The FOSS planing tools I've seen mostly work in "shifts" or let you assign one task to one person. But we're in R&D and if I plan for 40 hours of "conceptual work" over the span of a month and assign Sarah and Steve to this with 20 hours each I don't want to babysit their shifts. They will do the work when it suits them.
The only one I've seen that could do what I need is ProjectLibre but the FOSS desktop version has been abandoned a while ago and is still very buggy.
Sorry for placing this here but maybe someone knows something...
ShareX or flameshot for taking screenshots. ShareX needs some tweaks out of the box but once it's tweaked it is so much more convenient when you need to make super quick tweaks/edits like adding steps or highlights or something.

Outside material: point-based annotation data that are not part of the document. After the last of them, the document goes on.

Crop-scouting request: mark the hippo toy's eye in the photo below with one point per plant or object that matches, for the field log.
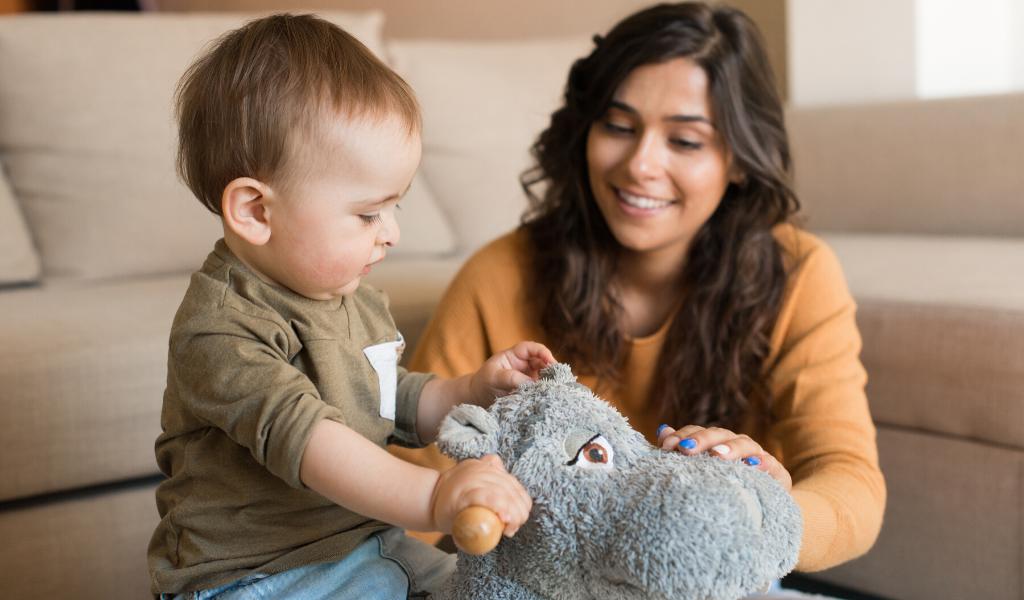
(596, 454)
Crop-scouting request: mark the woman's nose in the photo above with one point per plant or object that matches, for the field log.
(645, 162)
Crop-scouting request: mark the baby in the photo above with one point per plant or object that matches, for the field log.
(283, 385)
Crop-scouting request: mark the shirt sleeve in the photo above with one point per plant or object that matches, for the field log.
(232, 371)
(822, 420)
(407, 408)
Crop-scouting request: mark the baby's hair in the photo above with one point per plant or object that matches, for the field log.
(243, 105)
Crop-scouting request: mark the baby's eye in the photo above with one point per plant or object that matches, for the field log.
(596, 454)
(374, 219)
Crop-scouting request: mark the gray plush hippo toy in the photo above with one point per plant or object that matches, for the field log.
(614, 517)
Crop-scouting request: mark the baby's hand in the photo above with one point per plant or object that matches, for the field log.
(694, 439)
(480, 482)
(508, 370)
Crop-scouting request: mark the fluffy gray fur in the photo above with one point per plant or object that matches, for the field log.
(647, 524)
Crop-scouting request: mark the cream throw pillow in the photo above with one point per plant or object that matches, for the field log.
(483, 105)
(87, 134)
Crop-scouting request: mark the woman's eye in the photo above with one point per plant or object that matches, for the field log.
(596, 454)
(613, 128)
(687, 144)
(374, 219)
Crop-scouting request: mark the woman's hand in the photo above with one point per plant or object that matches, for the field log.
(694, 439)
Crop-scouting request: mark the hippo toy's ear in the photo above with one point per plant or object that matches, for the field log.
(468, 432)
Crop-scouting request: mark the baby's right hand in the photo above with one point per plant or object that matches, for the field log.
(480, 482)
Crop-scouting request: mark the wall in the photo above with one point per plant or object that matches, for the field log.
(478, 19)
(844, 50)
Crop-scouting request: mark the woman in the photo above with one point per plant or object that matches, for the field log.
(660, 263)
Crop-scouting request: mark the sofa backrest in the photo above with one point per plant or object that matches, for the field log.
(87, 138)
(935, 167)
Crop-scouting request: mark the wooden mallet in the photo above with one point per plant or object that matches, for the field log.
(476, 529)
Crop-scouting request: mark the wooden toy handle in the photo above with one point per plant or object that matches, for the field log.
(476, 529)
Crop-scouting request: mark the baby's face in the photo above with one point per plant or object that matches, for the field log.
(336, 217)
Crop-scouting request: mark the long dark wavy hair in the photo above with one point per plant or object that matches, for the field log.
(710, 369)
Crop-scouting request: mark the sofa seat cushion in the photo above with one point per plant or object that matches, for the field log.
(953, 522)
(82, 374)
(483, 105)
(91, 544)
(947, 166)
(18, 259)
(942, 322)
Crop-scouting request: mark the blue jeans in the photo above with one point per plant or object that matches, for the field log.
(389, 565)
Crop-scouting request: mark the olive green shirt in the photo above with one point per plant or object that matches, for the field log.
(251, 370)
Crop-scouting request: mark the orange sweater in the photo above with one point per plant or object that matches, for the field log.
(822, 432)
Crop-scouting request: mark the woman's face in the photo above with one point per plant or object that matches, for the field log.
(657, 165)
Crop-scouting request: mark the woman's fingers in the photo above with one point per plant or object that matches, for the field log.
(694, 439)
(768, 464)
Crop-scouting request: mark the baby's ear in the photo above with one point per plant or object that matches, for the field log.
(468, 432)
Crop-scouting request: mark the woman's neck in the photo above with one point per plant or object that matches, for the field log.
(648, 287)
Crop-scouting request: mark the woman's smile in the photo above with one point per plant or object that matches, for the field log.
(641, 205)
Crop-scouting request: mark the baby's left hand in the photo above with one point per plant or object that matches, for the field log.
(694, 439)
(508, 370)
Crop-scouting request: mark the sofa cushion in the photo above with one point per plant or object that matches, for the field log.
(483, 105)
(93, 544)
(18, 260)
(953, 522)
(87, 136)
(942, 322)
(949, 166)
(82, 372)
(425, 228)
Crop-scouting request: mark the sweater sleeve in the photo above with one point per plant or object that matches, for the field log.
(476, 315)
(231, 371)
(822, 420)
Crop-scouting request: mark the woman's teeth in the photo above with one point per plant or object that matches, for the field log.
(642, 202)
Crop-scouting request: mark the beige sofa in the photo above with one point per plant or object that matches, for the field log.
(924, 203)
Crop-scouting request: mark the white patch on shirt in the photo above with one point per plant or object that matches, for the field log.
(384, 359)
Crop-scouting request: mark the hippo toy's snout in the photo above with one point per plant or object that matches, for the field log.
(674, 523)
(614, 517)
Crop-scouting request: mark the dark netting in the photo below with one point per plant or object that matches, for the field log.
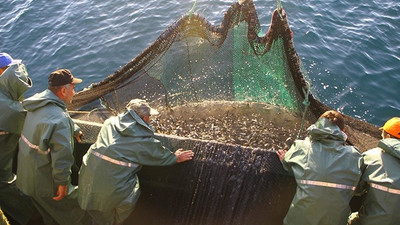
(234, 98)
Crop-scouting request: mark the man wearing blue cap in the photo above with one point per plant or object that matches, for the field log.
(14, 82)
(46, 148)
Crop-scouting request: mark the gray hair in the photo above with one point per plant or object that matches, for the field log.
(141, 107)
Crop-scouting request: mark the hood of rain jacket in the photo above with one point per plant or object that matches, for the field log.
(326, 171)
(382, 180)
(14, 82)
(108, 177)
(46, 146)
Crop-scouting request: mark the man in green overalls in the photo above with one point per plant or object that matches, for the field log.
(108, 184)
(14, 82)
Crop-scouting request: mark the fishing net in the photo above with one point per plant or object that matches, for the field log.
(232, 96)
(194, 68)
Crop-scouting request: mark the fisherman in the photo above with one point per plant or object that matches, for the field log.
(108, 184)
(14, 82)
(326, 171)
(381, 179)
(45, 153)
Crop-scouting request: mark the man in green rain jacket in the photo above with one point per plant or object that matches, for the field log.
(14, 82)
(381, 179)
(108, 184)
(326, 171)
(45, 153)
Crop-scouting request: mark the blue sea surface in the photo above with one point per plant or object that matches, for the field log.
(349, 49)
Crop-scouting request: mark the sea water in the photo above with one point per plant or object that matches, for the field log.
(349, 49)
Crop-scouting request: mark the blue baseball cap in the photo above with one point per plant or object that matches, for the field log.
(6, 60)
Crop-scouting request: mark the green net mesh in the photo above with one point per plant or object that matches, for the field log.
(194, 61)
(229, 81)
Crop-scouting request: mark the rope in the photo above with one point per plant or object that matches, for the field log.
(306, 103)
(278, 5)
(191, 11)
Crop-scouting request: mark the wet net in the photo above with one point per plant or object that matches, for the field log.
(194, 61)
(231, 95)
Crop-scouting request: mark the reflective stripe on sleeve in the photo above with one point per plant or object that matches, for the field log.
(3, 132)
(326, 184)
(34, 146)
(114, 161)
(385, 189)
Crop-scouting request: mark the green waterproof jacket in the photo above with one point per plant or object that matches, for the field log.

NAPS2. PDF scanning. Supports every platform. Dead simple for scanning and aggregsting multiple pages into a single pdf with ocr. Also can save as images.
Actual Budget vs YNAB. Actual can sync data from European banks for free via an integration with goCardless, YNAB pulled this feature a couple years ago as well exponentially increasing pricing. Actual has more powerful reporting and a planned multi currency support
There's a type of applications where I'd dump HomeAssistant, Pi-Hole and maybe TrueNAS and a few others where the FOSS option is the clear leader... if you're a power user trying to do things the proprietary equivalents won't even acknowledge as an option, but they're not something you'd give a normie.
I just don't think "objectively better" is a good way to look at it for a lot of this.